El objetivo de la misión no era aniquilar los tanques enemigos en una escaramuza, sino asaltar el aeropuerto en el lado norte del Valle Perdido, a 150 kilómetros del campo de batalla.

Aunque ese «Vagabundo» era irracionalmente poderoso, después de todo, era solo un tanque.

Su última orden de «divide y vencerás» y «avancen por separado» todavía tuvo algún efecto, y los buenos hermanos que fueron destruidos y desconectados no fueron tantos como se esperaba.

A pesar de las importantes bajas, todavía había 15 tanques N.º 2 que habían logrado salir del alcance de las comunicaciones.

Para los casi cien kilómetros restantes de tramo a campo traviesa, de dos a tres horas deberían ser suficientes.

Si no ocurría nada inesperado, deberían poder llegar antes del atardecer.

Como persona que se quedó atrás para interceptar a los perseguidores, todo lo que podía hacer ahora era confiar en sus compañeros de equipo…

Sacudiendo su cabeza atontada, Topo, que había estado desconectado un rato, finalmente sacó su tambaleante conciencia del coma.

Hace media hora, su tanque recibió un impacto.

En ese momento, no sintió nada, solo un temblor bajo sus pies, y luego apareció una ventana emergente de color azul pálido frente a él, que mostraba [Conexión Desconectada].

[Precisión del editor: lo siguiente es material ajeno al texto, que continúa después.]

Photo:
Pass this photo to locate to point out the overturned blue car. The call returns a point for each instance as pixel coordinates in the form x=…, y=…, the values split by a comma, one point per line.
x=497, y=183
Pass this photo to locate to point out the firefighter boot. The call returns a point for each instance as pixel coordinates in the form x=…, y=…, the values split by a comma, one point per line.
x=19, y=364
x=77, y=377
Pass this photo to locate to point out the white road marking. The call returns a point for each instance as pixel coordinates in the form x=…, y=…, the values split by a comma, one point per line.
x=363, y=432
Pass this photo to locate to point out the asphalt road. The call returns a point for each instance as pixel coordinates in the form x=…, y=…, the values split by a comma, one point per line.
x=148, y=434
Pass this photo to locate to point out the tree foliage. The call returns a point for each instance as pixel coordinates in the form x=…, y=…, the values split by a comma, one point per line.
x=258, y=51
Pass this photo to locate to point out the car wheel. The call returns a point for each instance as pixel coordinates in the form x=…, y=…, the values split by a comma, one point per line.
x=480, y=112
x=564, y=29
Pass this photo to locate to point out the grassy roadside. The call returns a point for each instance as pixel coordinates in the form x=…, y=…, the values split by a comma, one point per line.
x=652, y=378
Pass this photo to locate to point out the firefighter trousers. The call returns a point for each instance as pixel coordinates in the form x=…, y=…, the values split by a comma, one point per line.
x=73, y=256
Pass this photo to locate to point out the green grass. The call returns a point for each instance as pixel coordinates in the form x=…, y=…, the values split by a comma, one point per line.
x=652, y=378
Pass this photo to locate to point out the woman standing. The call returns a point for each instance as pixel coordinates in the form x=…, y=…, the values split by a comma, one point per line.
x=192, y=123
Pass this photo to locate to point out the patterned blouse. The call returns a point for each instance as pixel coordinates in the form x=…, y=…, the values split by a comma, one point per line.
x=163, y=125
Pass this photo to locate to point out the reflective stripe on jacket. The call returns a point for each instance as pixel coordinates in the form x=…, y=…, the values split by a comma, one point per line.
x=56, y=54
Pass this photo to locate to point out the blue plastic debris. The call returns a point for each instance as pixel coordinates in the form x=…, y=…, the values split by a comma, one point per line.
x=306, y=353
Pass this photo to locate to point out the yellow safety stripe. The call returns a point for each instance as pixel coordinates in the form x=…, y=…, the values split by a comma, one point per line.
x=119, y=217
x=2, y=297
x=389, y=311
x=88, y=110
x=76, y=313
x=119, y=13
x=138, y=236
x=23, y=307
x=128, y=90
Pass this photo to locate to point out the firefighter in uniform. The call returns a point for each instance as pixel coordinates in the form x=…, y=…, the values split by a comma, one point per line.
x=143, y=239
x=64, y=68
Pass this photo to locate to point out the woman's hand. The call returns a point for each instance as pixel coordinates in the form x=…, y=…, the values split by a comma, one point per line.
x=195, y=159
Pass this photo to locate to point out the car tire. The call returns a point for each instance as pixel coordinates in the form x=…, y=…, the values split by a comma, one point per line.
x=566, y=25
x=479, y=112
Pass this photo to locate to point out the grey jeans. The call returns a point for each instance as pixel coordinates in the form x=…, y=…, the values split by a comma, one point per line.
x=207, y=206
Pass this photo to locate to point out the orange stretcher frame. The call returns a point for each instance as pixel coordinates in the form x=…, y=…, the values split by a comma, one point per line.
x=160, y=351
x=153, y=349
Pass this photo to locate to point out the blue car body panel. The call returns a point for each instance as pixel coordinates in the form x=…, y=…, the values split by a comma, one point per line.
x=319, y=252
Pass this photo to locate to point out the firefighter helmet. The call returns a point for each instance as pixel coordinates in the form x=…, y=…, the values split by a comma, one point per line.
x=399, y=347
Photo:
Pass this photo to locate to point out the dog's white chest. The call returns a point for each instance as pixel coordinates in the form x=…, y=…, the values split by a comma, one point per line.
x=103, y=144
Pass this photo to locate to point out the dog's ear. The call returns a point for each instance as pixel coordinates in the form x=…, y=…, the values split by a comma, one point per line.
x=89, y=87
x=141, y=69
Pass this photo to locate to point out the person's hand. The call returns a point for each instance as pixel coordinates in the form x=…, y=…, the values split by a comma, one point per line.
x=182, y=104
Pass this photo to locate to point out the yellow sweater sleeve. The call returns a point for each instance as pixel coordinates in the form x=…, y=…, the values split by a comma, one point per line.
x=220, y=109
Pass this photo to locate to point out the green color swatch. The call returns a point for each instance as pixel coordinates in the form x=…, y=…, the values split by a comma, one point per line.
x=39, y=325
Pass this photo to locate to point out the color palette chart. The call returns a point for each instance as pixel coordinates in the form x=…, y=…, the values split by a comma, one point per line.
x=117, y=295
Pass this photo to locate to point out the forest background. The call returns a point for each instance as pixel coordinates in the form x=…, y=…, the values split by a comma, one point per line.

¡Y era del tipo que no se reconectaba pasara lo que pasara!

Dado que el vehículo tipo B N.º 2 utilizado por el cañón electromagnético N.º 60 estaba equipado con baterías de hidrógeno metálico, la supervivencia era básicamente imposible una vez perforado.

Así que, cuando se encontró desconectado, Topo casi abandonó toda esperanza de reconectarse.

Sin embargo, el hecho de que la cuenta atrás para reaparecer no hubiera comenzado en su casco reavivó un rayo de esperanza en su corazón que ya se había enfriado.

Quizás fue esta persistencia lo que conmovió al servidor, ya que después de casi media hora de intentarlo, se deslizó de nuevo dentro del tanque, aturdido.

¡Realmente se había reconectado!

Al descubrir que este «encendedor» no había explotado, Topo no tuvo tiempo para alegrarse ni dudó, desconectándose inmediatamente para llamar también a los otros dos miembros de la tripulación.

Pero viéndolo ahora…

Parecía que solo el conductor que se sentaba frente a su pierna izquierda se había reconectado con éxito con él.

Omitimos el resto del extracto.